- Folha de S. Paulo
A traição é o motor da dinâmica interpessoal da política desde que descemos das árvores, e vem sendo exercida com galhardia pelos corredores brasilienses nesta semana que antecede a eleição ao comando da Câmara.
É ela que garante alguma imprevisibilidade na disputa de lado a lado. Ao final deste domingo saberemos se Eduardo Cunha manteve seu favoritismo, que já foi bem mais franco.
Se vencer, a real derrotada será Dilma Rousseff, que liberou os ministros para fazerem o diabo contra Cunha e então terá de lidar com o seu malvado favorito.
Há muita mística em torno do deputado fluminense. De "gênio do mal" a apenas "gênio", suas alcunhas decorrem de um intelecto privilegiado a serviço de interesses bem focados. Você pode gostar ou não dele, mas sua capacidade tática é inegável --méritos estratégicos precisam de mais tempo para avaliação.

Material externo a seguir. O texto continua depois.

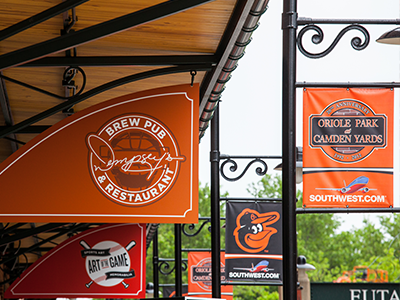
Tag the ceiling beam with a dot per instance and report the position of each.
(225, 47)
(29, 232)
(95, 32)
(112, 61)
(39, 18)
(102, 88)
(35, 129)
(5, 107)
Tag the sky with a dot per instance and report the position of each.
(250, 110)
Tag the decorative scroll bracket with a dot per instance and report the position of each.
(356, 42)
(261, 171)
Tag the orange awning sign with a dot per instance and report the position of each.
(131, 159)
(107, 261)
(348, 148)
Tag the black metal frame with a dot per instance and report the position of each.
(235, 38)
(290, 22)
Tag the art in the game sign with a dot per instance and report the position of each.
(130, 159)
(348, 147)
(107, 261)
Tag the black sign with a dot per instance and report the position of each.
(253, 242)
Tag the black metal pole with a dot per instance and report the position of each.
(155, 265)
(178, 260)
(289, 26)
(215, 202)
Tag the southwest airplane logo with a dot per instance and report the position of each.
(262, 266)
(357, 185)
(253, 229)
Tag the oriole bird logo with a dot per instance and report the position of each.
(252, 232)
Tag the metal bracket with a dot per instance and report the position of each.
(289, 20)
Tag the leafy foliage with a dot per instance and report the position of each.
(332, 252)
(318, 238)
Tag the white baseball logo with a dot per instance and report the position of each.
(107, 263)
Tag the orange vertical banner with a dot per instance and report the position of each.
(348, 147)
(200, 276)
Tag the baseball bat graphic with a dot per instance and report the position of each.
(104, 277)
(87, 247)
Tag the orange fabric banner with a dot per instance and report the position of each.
(348, 147)
(199, 284)
(133, 159)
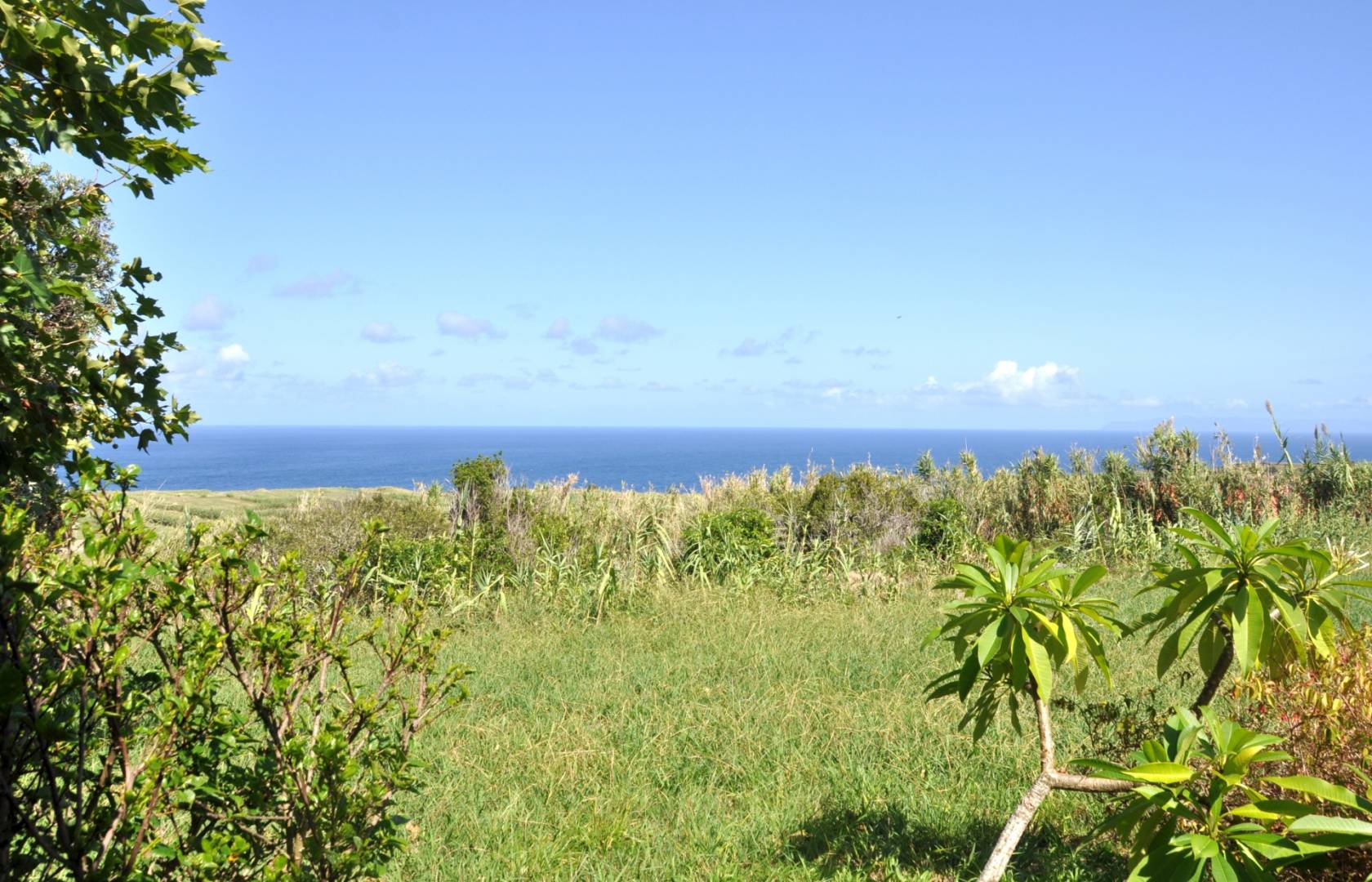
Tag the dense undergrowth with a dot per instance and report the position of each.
(751, 650)
(862, 531)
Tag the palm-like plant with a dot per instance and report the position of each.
(1323, 583)
(1235, 595)
(1196, 805)
(1018, 621)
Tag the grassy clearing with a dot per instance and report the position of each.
(732, 737)
(169, 508)
(728, 684)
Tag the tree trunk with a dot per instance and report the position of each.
(1049, 779)
(999, 860)
(1216, 678)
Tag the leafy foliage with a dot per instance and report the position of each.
(73, 77)
(1020, 621)
(1200, 805)
(202, 716)
(718, 545)
(1236, 595)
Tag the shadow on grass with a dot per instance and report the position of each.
(879, 841)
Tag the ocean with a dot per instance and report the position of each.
(278, 457)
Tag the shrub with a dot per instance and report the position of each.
(482, 488)
(1198, 804)
(719, 545)
(1325, 714)
(203, 716)
(942, 527)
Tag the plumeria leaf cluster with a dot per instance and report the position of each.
(1020, 621)
(205, 715)
(1202, 804)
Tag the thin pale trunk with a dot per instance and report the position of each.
(1047, 781)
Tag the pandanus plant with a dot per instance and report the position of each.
(1018, 621)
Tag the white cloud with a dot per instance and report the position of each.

Isso não o torna imbatível, como já foi demonstrado, mas é garantia de que ele sempre terá elevado o preço da conta final, vendendo dificuldades para auferir facilidades.
Hoje é mais fácil imaginar um presidente Cunha deixando a porta da ameaça de um processo de impeachment aberta, para ficar no extremo, do que realmente levar algo a cabo.
Isso, claro, numa conjuntura de governabilidade estável. O terrível para o Planalto é que o país está no meio de um redemoinho: a debacle da Petrobras, as denúncias da Lava Jato, um sem-fim de indicadores econômicos ruins, dúvidas sobre o ajuste, uma crise hídrica e energética cujos contornos dramáticos não pouparão nenhum governo.
Sendo ou não exagero conjecturar sobre isso, a situação deixa o Planalto ressabiado --daí o esforço pró-Chinaglia, que pode mostrar-se um erro. Há uns meses, Dilma fez uma careta ao ser questionada sobre a relação com Cunha. Resignou-se: "Nós estamos convivendo há muito tempo com ele". Hoje ela soa profética.